What is the expected (consumption) value of this lottery, $\mathbb E[c]$?

What is your expected utility from this lottery, $\mathbb E[v(c)]$? (It might be helpful to note that $3^4 = 81$ and $6^4 = 1296$…)

Compare your answer from (b) to the utility of your answer from (a) – that is, the utility you would receive if you consumed your expected value of the lottery for sure. What does this say about whether you are risk-averse, risk-neutral, or risk-loving?

What is your certainty equivalent ($CE$) for this lottery?

What is your risk premium ($RP$)?

Draw two graphs like the ones on this page. Label the coordinates of all the points on each graph.

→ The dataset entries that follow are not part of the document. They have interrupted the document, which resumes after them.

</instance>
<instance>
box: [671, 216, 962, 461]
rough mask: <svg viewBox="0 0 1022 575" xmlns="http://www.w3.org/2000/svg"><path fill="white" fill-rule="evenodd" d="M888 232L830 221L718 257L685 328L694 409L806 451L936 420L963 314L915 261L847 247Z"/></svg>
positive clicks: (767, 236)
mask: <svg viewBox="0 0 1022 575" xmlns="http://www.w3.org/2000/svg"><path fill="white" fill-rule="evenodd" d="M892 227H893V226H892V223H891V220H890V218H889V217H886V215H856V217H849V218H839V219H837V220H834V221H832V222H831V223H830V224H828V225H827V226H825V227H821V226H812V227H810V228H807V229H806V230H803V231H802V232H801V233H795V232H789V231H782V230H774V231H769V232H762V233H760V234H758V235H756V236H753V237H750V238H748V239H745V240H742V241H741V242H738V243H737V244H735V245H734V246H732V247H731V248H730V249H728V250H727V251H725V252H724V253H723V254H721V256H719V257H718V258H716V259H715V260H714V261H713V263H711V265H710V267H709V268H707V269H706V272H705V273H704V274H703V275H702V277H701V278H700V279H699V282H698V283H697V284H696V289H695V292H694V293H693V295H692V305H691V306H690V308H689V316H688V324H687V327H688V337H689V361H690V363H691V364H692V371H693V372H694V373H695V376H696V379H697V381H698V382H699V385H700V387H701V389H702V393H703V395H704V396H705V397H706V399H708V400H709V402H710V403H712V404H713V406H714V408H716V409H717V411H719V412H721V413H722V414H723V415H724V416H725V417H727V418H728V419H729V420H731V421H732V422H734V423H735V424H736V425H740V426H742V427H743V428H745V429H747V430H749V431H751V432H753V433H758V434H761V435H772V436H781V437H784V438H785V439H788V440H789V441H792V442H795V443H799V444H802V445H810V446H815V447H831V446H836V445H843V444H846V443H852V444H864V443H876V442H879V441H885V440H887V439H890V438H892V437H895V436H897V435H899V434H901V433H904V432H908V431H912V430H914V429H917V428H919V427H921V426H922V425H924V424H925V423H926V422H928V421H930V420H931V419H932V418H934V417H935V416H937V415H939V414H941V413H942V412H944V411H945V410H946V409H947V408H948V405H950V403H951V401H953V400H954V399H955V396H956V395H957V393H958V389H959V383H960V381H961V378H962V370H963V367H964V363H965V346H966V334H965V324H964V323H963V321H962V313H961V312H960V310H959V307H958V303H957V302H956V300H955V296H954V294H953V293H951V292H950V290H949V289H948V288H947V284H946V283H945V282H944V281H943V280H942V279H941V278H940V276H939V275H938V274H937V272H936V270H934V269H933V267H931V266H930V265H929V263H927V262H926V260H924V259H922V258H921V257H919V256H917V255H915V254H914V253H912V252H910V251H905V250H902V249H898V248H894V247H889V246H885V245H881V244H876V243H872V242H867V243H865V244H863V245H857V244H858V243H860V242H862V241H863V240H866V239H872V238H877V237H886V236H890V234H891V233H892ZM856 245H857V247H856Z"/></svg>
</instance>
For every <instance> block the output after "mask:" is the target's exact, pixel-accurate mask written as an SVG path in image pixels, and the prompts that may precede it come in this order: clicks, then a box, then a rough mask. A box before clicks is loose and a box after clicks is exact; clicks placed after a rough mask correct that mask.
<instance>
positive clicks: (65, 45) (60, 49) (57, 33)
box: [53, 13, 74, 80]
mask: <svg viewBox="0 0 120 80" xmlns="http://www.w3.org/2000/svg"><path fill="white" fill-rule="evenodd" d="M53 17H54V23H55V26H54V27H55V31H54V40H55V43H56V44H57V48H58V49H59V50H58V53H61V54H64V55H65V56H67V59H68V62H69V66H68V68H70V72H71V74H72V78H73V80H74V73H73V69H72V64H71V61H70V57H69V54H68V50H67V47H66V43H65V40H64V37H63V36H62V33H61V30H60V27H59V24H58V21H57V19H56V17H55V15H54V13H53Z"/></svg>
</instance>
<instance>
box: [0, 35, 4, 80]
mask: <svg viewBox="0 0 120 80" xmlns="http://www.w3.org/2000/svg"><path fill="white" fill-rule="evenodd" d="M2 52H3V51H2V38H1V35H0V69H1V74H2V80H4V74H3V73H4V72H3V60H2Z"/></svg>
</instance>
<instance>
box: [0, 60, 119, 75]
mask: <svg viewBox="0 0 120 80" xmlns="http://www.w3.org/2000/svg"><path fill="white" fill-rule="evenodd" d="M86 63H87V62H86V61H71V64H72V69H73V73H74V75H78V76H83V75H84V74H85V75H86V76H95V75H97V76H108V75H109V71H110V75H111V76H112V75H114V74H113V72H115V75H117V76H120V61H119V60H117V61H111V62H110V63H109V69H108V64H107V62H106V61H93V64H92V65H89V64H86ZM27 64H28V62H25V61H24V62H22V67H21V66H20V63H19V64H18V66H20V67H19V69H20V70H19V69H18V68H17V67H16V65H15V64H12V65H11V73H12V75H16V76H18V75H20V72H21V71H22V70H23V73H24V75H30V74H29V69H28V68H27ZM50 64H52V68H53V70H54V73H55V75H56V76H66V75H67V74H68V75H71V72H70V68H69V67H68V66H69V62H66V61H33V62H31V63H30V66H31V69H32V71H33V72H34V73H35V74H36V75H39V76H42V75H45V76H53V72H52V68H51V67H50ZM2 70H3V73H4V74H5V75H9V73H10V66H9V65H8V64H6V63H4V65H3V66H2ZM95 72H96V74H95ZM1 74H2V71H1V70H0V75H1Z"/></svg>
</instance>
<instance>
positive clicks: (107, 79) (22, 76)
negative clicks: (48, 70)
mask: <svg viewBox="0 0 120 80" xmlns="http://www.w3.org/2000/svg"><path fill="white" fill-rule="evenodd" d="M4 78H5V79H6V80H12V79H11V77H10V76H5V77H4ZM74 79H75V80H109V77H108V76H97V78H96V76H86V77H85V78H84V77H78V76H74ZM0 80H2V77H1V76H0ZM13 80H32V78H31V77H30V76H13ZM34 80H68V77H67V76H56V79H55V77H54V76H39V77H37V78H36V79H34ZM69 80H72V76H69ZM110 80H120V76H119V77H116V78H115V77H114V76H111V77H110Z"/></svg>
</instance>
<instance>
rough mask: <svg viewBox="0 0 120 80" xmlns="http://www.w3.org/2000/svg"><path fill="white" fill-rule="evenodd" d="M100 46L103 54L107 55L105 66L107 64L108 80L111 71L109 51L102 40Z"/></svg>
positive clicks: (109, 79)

Relative and Absolute Risk Aversion (50Q only)

Problem credit to Stefano DellaVigna

Consider the exponential value function $v(c) = -e^{-\alpha c}$. Show using calculus that it is increasing and concave for all $c$ as long as $\alpha > 0$, that is, as long as the agent is risk-averse. Show that this function has constant absolute risk aversion coefficient given by $\alpha$.

Consider the power value function $v(c) = \frac{c^{1 - \gamma}}{1 - \gamma}$. Show using calculus that it is increasing and concave for all $c > 0$ as long as $\gamma > 0$, that is, as long as the agent is risk-averse. Show that this function has constant relative risk aversion coefficient given by $\gamma$.

Consider the log value function $v(c) = \ln (c)$. Show using calculus that it is increasing and concave for all $c > 0$. Show that this function has constant relative risk aversion coefficient equal to 1. (In fact, it is possible to show $\lim_{\gamma \rightarrow 1} \frac{c^{1 - \gamma}}{1 - \gamma} = \ln(c)$ — you are not required to prove this.)